Travel
Not fade away
by John Marshall
Los Angeles is a great city for celebrity-spotting, even when the celebrity in question is dead.
The cemetery workers think I’m in love with her. As I sit beside Marilyn Monroe’s grave among roses and lipstick kisses, noting down the pencilled messages etched above her name, one of them asks if I’m writing her a letter. I tell them that I’m here to see who visits the dead pop-culture icon on Valentine’s Day and they fill me in on the status of today’s grave-watch. I am Marilyn’s first Valentine this year, but it’s before nine in the morning and most people probably don’t know that the cemetery is open yet.
At around 9.30am, a Pontiac pulls up next to the gravestone and a blonde bombshell of uncanny resemblance to the late movie star emerges. “I’m the cemetery freak,” she tells me. Her name is Carla Orlandi and she is the Immortal Marilyn Fan Club’s official LA representative. She replaces drooping roses with new ones, waters flowers and places a huge heart-shaped Valentine’s Day card into the crypt-face vase. “I have a special cleaner for the marble,” Orlandi says, anxious because she has left it at home. “I’ll have to bring it over later today.”
Orlandi is a model and actress who, in 2004 wrote, directed and starred in Cover-Up ’62, a short film that chronicled the movie star’s final days. There isn’t really anywhere to put the huge mosaic of Valentine’s Day cards given to her by the members of the Immortal Marilyn Fan Club, so I suggest that maybe we could use Hugh Hefner’s vault, since it’s next to Monroe’s, and he isn’t quite dead yet.
“I think that’s a good idea,” says Orlandi, but a cemetery worker approaches us and declares that the space is “reserved”.
For ordinary star-gazers, visiting the Westwood Village Memorial Park Cemetery is a dead-celebrity treasure hunt. Hidden behind a corridor of high-rise buildings between the city limits of Beverly Hills and Santa Monica, the site was, ironically, chosen by Monroe’s ex-husband Joe DiMaggio for its obscurity. Her burial transformed it almost overnight into one of Hollywood’s most desirable final resting places. Every day there’s a steady trickle of tourists staring at the crypt as if it were a Greek monument.

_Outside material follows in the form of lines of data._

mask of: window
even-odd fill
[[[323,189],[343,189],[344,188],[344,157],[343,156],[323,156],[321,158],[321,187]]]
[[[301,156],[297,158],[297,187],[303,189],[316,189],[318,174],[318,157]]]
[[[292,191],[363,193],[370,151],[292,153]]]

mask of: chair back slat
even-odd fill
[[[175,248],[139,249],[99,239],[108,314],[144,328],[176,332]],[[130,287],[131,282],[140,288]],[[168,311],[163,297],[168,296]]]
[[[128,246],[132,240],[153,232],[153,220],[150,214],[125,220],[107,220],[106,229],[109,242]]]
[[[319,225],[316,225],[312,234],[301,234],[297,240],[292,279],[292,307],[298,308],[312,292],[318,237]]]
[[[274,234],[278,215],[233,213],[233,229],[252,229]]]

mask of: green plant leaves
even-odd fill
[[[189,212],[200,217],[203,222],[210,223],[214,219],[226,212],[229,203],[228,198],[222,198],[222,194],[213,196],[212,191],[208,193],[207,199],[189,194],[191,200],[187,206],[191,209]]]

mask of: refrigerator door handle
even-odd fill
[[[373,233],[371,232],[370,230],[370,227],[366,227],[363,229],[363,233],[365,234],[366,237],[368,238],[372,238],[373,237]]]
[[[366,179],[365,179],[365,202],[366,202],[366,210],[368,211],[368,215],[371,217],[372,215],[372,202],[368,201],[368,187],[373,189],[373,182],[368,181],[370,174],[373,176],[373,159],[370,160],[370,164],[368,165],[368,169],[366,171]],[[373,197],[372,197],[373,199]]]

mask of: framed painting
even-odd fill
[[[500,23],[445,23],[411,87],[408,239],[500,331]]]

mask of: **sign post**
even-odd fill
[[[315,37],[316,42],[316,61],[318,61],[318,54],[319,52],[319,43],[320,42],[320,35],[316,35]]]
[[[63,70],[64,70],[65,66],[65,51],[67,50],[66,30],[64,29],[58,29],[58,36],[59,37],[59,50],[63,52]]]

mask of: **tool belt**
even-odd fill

But what separates Marilyn’s true fans from the casual cemetery-goers is whether they care that it’s Valentine’s Day. Randy Fessler, a lean, brown-haired enthusiast in his forties, recalls a story from his plethora of graveside encounters that span more than a decade. When he was in his early thirties, his hair dyed platinum blond, Fessler used to live within walking distance of the cemetery. Scars on his arms bear witness to his attempts, after nightfall and a bottle of wine, to scale the cemetery fence and make his weekly delivery of flowers. Apparently there was a cemetery vandal back in those days, so Fessler needed to assure the police that his intentions were honourable.
“I just want to see Marilyn,” he says, “to talk to her, to bring her flowers.” In those days Fessler worked at a department store, and some weeks he would be awarded a diamond chip on his name-badge for excellent customer service. He always gave it to Marilyn: the crypt face used to be a lot wobblier than it is today, and sometimes the diamond chip would just slip into a crack. “They’re probably still there,” Fessler says, “but you know, diamonds are a girl’s best friend, so I thought it was fitting.”
Carla returns to the burial site with her marble-cleaning formula, a combination of disinfecting wipes and LA’s Totally Awesome spot-remover. Fessler is impressed. “That looks great,” he says. “You even got the pencil off.” “Thanks,” responds Carla. “Someone has to do it. The cemetery staff are never going to.”
At dusk, the shadow of a parking building creeps across the cemetery lawn. Fessler and Orlandi bid a reluctant farewell to their dead role-model. It may come as some consolation that, in this celebrity-crazed metropolis, Monroe will be remembered forever by people who never met her. “Happy Valentine’s Day, honey,” reads an inscription in pencil. “Love, Terry.”